REPUBLIKA.CO.ID, QUITO -- Majelis Nasional Ekuador menolak paket reformasi pajak dan moneter yang diusulkan Presiden Lenin Moreno, Ahad (17/11). Penolakan ini menjadi sebuah pukulan baru dalam upaya mengurangi defisit fiskal yang memberatkan negara.
"Dengan 70 suara setuju, pleno Majelis Nasional memutuskan menolak dan mengarsipkan tagihan pertumbuhan ekonomi," kata legislatif di Twitter.
Rancangan Undang Undang pemerintah bertujuan meningkatkan pengumpulan pajak melalui peningkatan beberapa pajak dan kontribusi khusus. Nantinya, perusahaan dengan pendapatan lebih dari satu juta dolar per tahun akan terkena imbas aturan itu.
Aturan itu pun memberikan otonomi kepada bank sentral negara dan mencegahnya menjadi sumber langsung pembiayaan pemerintah. Beberapa proposal ditentang oleh gerakan masyarakat adat dan organisasi sosial, sementara yang lain dipertanyakan oleh sektor bisnis. Pemerintah, yang berharap dapat mengumpulkan lebih dari 700 juta dolar AS tahun depan melalui reformasi, belum mengomentari keputusan majelis.
Pada pertengahan Oktober, Moreno mengabaikan langkah-langkah mengakhiri subsidi bahan bakar setelah hampir dua pekan protes keras mengguncang Andean. Setelah membatalkan dekrit yang menaikkan harga bensin dan solar, Moreno membuka putaran dialog dengan gerakan masyarakat adat. Kesepakatan belum tercapai.
"Tekanan sosial pertama mencapai pencabutan dekrit 883 (subsidi bahan bakar) dan hari ini menjatuhkan pembebanan IMF lain yang merusak hak-hak rakyat dan berbahaya bagi negara," kata kelompok masyarakat CONAIE di Twitter setelah penolakan paket reformasi Moreno.
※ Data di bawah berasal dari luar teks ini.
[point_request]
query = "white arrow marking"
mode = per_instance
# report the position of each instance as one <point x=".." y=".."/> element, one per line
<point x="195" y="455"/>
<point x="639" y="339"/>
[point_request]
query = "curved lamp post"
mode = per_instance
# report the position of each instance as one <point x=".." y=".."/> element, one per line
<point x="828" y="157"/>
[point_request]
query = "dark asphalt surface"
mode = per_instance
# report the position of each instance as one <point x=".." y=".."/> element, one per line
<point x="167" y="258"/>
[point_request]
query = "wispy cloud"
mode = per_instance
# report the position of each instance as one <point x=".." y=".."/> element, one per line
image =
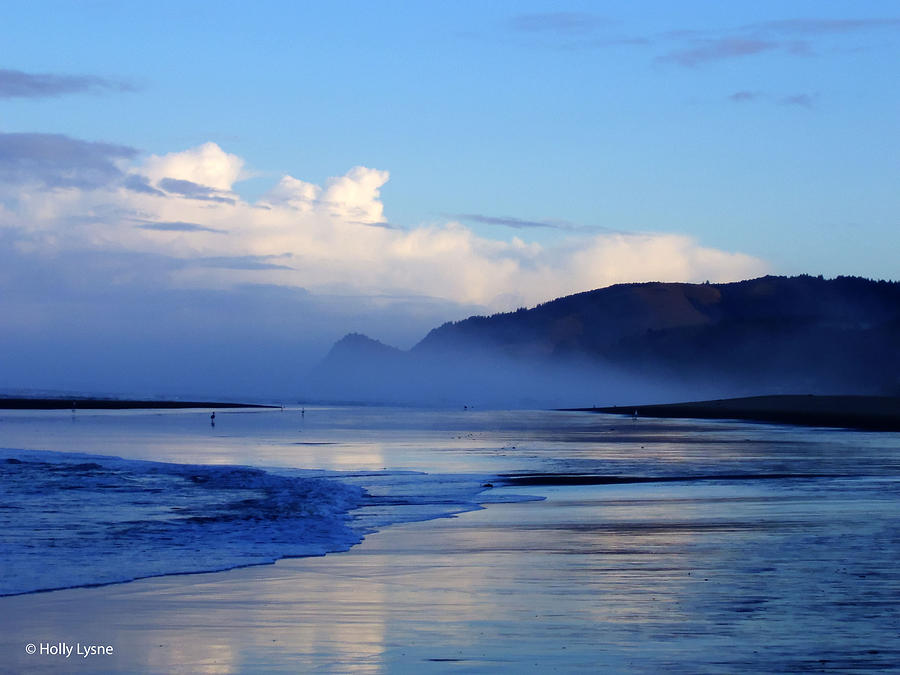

Reformasi muncul karena dorongan perjanjian pinjaman yang dicapai pemerintah pada bulan Februari dengan Dana Moneter Internasional (IMF) sekitar 4,2 miliar dolar AS. Ekuador memperkirakan defisit fiskal sekitar 3,6 miliar dolar AS tahun ini, dengan rencana untuk menurunkannya menjadi 3,4 miliar dolar AS pada 2020.